Il n’y est plus ! consolez-vous !
Si vous saviez ! Je ne pouvais pas garder de cuisinières.
Il était difficile sur la nourriture ?
Non ; il était coureur, emporté !… infidèle !…
Très bien ! il fallait me dire ça plus tôt ! Nous lui offrirons du moellon de Nanterre à treize francs le mètre…
Cube ?
Cube ! (À part.) Je n’entends plus marcher là-haut… il doit être parti.
Nous en recauserons, monsieur Paul… Je ne suis pas encore décidée.
Oh ! quand vous voudrez… Je ne suis pas pressé…
Cela ne vous dérange donc pas, de venir ainsi tous les jours chez une pauvre veuve ?
Au contraire, cela m’arrange… parce que…
Parce que ?…
J’éprouve un plaisir infini à me rencontrer avec un esprit aussi charmant que le vôtre.
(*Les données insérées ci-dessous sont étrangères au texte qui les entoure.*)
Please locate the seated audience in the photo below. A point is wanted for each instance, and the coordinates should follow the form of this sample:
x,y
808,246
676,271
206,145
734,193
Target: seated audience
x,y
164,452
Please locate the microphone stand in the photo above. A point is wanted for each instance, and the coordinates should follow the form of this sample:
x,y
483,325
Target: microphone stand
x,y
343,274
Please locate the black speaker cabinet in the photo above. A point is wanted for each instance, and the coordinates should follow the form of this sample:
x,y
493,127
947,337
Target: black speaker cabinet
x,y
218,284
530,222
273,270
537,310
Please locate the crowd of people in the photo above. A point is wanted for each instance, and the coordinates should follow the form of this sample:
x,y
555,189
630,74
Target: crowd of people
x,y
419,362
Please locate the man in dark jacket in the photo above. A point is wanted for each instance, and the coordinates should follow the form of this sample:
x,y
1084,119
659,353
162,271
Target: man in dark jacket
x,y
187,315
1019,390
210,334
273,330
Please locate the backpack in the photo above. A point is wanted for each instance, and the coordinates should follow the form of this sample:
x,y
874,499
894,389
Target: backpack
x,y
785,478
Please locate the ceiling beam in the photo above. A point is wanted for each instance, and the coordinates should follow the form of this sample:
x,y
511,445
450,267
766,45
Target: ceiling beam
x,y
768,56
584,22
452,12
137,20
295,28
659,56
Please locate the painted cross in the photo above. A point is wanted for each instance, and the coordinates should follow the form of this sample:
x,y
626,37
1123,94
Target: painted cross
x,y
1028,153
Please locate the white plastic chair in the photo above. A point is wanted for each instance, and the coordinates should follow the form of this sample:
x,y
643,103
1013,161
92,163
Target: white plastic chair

Ah ! monsieur Paul… (À part.) Il va oser !
Plaisir qui s’augmente encore, s’il est possible…
Ah ! monsieur Paul !
Par la considération respectueuse qui est due à l’honorabilité de votre caractère… imposant.
Ah !… (À part.) Il n’ose pas !
Aglaé doit être seule… Impossible de m’en assurer.
Monsieur Paul… je le vois bien… vous manquez de confiance en moi !
Elle me gêne… il faut la renvoyer !
Vous me croyez le cœur sec… c’est une erreur… J’ai encore là… des trésors d’illusions.
J’ai mon moyen !
Vous me comprenez… car vous êtes artiste.
Architecte !… et, à ce titre, voulez-vous me permettre une légère observation sur l’édifice de votre coiffure ?
Mon bonnet rose !… Comment le trouvez-vous ?
À vous parler franchement, je préférais celui que vous portiez hier !
Mon bleu ?
Précisément ; le bleu, c’est la couleur du ciel !
Oh ! je vais le mettre !… je vais le mettre !… Attendez-moi, Paul… (Se reprenant.) monsieur Paul, (À part.) De la tenue ! de la tenue !
Elle entre dans sa chambre, à droite.
Tacarel, seul. Il tire de sa poche une petite trompette de marchand de robinets.
Avertissons bien vite Aglaé de ma présence… Elle demeure au-dessus… au troisième… (Il met la trompette à sa bouche et la retire.)